James Santiago (Sharkey lab)
Date & Location: April 14, 2020, at 12p; Room 168 Plant Biology Building
Subject: Role of source leaf sucrose export in anther G6PDH activity in two bean varieties differing in thermotolerance capacity
Abstract: Common bean (Phaseolus vulgaris) is an economically important crop in Michigan but it is sensitive to elevated temperatures. Rising global temperatures threaten dry bean production in the US. Bean plants at the reproductive stage are more susceptible to heat stress due to damage to male (anthers) and female (ovary) reproductive tissues, with anthers being the most susceptible to heat. Damage includes early tapetal cell degradation, anther indehiscence, pollen deformation, and loss of pollen viability. In beans, early tapetum cell degradation caused by elevated temperature has been shown to cause male sterility. In male sterile plants, tapetum degradation is caused by accumulation of reactive oxygen species (ROS).

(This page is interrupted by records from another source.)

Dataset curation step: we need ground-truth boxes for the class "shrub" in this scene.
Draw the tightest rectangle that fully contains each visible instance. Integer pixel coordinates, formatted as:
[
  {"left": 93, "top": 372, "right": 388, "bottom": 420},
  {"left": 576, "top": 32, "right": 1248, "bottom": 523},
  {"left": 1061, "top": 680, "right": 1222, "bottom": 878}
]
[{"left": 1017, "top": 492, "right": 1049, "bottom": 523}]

In the present study, we focus on understanding how anther G6PDH activity contribute to male reproductive tolerance in common beans. We hypothesize that anther G6PDH is involved in producing reductants that is used by antioxidant enzymes to quench ROS at elevated temperature. We further hypothesize different G6PDH activities between heat-tolerant and sensitive bean genotypes after heat treatment. To test our hypothesis, we analyzed heat-tolerant and susceptible common bean genotypes using a combination of phenotypic, biochemical, and physiological approaches. The results of these analyses identified dissimilarities in leaf sucrose export, anther sugar accumulation, and anther pentose phosphate metabolism between genotypes. We also found differences in antioxidant enzyme activities between bean cultivars and found evidence that G6PDH plays a role in supporting NADPH-dependent ROS quenching. Overall, our study highlights the importance of maintaining carbon flux and anther carbon metabolism at high temperature to contribute in conferring heat tolerance in common beans.